My task was to prove that the limit in the title exists and to calculate it. First I showed that the sequence is monotonically decreasing $\left(\frac{a_{n+1}}{a_{n}} = \frac{n+1}{\frac{2}{7} + n + 1} < 1\right)$ and it's obvious that $a_{n} > 0$ for all $n$. Therefore, by the Monotone Convergence theorem $(a_n)_{n \geq 1}$ must converge.
My first idea was to use the relation I obtained earlier between $a_{n+1}$ and$a_{n}$: $a_{n+1} = \frac{n+1}{\frac{2}{7} + n + 1} \cdot a_{n}$ and passing the limit on both sides, but I arrive at the trivial equality that $\lim_{n \to \infty} a_{n+1} = \lim_{n \to \infty} a_{n}$.
My second idea was to rationalize the denominator to see if a more familiar expression will arise, here is what I arrived at:$$a_{n} = \frac{7^n \cdot n!}{(2+7 \cdot 1)(2 + 7 \cdot 2)...(2 + 7 \cdot n)}$$ which didn't help.
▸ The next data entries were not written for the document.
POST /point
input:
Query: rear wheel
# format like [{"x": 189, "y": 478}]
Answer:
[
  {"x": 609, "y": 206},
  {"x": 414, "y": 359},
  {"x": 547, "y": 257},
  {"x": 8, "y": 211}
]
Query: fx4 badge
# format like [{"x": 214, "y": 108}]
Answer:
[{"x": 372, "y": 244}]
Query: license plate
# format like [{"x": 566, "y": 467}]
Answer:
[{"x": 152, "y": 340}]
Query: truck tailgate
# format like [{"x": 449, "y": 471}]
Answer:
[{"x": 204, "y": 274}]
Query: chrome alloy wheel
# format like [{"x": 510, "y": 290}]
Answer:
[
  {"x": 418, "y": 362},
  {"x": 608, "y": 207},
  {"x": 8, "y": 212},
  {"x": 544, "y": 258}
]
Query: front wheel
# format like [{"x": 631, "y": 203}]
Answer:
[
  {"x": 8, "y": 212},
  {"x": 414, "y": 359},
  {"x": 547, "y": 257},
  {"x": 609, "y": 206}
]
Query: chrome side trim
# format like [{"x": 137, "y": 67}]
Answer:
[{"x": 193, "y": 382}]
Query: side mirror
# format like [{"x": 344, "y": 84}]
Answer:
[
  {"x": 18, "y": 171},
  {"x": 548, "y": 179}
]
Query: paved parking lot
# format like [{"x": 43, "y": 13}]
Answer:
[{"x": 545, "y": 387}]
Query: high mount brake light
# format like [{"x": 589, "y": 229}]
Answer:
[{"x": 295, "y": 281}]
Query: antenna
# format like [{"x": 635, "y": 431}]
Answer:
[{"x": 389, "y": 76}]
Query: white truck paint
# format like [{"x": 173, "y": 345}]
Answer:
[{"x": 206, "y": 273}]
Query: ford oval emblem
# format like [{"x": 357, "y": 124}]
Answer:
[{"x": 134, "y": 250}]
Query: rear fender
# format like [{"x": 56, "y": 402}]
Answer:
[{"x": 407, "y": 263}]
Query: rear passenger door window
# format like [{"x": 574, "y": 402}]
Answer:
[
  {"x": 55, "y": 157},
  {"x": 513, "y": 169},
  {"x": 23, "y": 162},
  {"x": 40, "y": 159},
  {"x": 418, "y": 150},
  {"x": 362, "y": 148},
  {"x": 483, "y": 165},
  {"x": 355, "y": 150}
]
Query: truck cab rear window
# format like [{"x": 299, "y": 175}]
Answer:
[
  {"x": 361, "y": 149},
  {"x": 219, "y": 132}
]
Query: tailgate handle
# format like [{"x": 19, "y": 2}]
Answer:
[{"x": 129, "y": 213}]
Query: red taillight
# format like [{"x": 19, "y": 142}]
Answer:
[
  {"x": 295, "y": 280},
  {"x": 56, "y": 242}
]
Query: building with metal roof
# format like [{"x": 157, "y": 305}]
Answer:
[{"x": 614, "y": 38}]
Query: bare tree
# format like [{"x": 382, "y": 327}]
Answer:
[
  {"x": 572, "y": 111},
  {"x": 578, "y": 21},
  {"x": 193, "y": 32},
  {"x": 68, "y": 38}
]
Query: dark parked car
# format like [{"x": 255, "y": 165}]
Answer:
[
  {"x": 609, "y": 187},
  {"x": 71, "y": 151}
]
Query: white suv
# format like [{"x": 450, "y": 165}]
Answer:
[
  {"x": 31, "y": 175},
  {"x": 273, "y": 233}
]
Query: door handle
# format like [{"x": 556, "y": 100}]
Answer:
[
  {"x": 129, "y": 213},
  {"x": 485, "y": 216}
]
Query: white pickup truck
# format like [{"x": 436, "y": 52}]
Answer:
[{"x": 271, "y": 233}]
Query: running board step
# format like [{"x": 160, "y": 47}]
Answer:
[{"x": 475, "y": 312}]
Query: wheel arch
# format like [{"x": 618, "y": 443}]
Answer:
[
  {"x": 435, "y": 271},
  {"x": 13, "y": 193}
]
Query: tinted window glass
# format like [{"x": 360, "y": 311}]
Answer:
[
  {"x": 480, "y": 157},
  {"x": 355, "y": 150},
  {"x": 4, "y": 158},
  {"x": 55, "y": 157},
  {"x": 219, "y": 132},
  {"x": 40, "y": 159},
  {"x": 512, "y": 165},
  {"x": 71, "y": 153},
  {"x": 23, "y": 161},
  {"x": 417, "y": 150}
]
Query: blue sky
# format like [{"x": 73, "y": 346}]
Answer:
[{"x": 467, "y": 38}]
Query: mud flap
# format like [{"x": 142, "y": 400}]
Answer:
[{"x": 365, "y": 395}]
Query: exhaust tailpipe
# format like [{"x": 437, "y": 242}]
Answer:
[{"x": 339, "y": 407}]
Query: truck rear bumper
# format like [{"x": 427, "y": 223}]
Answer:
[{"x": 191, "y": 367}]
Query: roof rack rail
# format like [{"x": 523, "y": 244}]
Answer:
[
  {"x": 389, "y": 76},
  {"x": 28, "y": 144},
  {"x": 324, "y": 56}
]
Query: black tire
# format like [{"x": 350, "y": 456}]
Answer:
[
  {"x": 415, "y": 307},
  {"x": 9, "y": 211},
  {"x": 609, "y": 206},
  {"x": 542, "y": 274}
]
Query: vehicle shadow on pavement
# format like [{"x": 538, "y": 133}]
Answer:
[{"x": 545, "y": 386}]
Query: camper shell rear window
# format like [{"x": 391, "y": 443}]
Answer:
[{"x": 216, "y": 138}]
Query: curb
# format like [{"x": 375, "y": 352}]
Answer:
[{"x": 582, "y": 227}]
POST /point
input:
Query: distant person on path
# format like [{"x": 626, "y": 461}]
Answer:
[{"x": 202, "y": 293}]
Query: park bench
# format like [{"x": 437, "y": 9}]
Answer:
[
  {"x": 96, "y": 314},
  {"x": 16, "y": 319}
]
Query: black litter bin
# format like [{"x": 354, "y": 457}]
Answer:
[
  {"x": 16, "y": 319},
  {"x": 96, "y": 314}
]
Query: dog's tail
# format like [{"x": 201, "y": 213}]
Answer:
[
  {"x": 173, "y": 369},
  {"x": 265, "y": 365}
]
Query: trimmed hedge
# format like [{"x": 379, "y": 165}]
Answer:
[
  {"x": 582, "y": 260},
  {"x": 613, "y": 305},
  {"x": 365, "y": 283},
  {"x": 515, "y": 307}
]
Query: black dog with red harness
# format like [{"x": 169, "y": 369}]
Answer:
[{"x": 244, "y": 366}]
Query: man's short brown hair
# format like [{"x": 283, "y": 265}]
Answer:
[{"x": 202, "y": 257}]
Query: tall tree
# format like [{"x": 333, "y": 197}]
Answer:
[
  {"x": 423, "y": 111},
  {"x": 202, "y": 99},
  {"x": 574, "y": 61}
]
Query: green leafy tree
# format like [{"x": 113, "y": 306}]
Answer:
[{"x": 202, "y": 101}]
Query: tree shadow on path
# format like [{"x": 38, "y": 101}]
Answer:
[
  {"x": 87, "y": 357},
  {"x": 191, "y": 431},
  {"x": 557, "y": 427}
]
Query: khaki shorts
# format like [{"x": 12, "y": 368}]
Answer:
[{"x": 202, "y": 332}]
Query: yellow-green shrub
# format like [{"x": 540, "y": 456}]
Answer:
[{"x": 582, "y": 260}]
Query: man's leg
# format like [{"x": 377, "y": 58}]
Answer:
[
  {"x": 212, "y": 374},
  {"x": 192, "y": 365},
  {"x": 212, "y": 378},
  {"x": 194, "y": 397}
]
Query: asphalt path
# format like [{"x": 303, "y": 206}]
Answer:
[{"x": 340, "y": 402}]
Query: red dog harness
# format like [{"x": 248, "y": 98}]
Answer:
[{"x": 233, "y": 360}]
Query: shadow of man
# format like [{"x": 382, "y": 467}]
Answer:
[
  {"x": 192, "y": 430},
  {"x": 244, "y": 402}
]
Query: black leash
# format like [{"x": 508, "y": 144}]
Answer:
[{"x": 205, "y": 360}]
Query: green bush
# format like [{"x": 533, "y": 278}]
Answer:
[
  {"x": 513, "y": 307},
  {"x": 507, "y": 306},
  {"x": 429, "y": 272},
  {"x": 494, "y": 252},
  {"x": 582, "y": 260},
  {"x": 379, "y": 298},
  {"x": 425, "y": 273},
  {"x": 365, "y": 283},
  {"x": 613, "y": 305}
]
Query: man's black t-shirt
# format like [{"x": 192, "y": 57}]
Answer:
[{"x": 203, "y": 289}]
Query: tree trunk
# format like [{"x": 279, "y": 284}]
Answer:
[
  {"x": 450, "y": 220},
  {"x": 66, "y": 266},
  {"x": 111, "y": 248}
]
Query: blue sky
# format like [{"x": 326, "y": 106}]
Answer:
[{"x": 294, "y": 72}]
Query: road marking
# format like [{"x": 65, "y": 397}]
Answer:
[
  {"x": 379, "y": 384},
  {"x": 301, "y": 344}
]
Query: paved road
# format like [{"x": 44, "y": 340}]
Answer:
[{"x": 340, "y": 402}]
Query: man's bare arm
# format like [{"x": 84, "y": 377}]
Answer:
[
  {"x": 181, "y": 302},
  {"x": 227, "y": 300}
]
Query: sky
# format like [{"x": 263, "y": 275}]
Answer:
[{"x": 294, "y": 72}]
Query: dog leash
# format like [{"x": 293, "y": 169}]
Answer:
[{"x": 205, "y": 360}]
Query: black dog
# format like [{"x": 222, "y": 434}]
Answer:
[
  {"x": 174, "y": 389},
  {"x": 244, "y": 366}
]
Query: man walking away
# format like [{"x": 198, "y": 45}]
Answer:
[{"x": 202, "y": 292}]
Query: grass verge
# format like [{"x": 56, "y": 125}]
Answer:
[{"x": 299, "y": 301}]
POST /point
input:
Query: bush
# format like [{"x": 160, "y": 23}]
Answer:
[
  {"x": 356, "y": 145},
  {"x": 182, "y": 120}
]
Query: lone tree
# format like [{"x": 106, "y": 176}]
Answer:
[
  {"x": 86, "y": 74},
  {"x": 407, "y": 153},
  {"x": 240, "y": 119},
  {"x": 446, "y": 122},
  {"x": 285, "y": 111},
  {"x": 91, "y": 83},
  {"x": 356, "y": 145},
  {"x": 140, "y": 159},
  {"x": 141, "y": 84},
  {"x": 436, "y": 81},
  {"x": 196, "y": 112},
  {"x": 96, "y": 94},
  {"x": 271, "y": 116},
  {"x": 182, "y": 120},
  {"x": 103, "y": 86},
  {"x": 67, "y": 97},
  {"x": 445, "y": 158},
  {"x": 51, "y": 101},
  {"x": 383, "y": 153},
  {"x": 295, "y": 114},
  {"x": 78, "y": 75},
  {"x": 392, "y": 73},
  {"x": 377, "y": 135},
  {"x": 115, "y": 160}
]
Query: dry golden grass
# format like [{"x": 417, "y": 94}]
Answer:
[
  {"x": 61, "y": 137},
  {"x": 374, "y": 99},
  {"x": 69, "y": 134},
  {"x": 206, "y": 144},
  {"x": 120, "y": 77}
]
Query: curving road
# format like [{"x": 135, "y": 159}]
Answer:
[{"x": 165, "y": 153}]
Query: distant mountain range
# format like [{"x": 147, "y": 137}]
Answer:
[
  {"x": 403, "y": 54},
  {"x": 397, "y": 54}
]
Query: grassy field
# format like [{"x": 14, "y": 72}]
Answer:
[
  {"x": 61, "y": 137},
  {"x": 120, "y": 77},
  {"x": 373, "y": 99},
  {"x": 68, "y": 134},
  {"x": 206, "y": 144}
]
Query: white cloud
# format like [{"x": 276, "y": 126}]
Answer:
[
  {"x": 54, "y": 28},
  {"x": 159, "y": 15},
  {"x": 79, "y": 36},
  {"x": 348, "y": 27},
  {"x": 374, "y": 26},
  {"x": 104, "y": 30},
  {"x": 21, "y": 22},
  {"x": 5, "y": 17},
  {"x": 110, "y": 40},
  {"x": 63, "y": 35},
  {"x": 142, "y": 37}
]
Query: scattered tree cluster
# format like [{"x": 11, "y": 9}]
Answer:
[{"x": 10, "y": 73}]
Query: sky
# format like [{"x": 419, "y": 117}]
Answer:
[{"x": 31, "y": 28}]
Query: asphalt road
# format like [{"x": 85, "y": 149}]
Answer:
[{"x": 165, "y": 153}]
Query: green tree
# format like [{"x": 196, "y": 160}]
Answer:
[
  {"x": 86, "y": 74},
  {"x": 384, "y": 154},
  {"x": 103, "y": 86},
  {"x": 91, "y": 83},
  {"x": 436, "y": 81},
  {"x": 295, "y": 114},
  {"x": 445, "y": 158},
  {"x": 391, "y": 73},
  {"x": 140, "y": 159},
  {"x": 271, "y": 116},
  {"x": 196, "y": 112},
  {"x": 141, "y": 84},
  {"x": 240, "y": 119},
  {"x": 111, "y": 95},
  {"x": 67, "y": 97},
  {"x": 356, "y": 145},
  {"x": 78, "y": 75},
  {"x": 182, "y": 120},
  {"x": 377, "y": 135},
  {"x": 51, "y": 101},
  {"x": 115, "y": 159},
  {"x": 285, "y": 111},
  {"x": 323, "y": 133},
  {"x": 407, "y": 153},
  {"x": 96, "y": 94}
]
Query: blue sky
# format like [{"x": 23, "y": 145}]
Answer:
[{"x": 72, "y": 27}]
If it is of any help, the first exercise was to study the convergence of: $$\sum_{n=1}^{\infty} \frac{n!}{(2x+1)...(2x+n)} \text{ for } x \in (0, +\infty)$$ I determined that it converges when $x \in \left(\frac{1}{2}, \infty\right)$ by Raabe-Duhammel and diverges otherwise.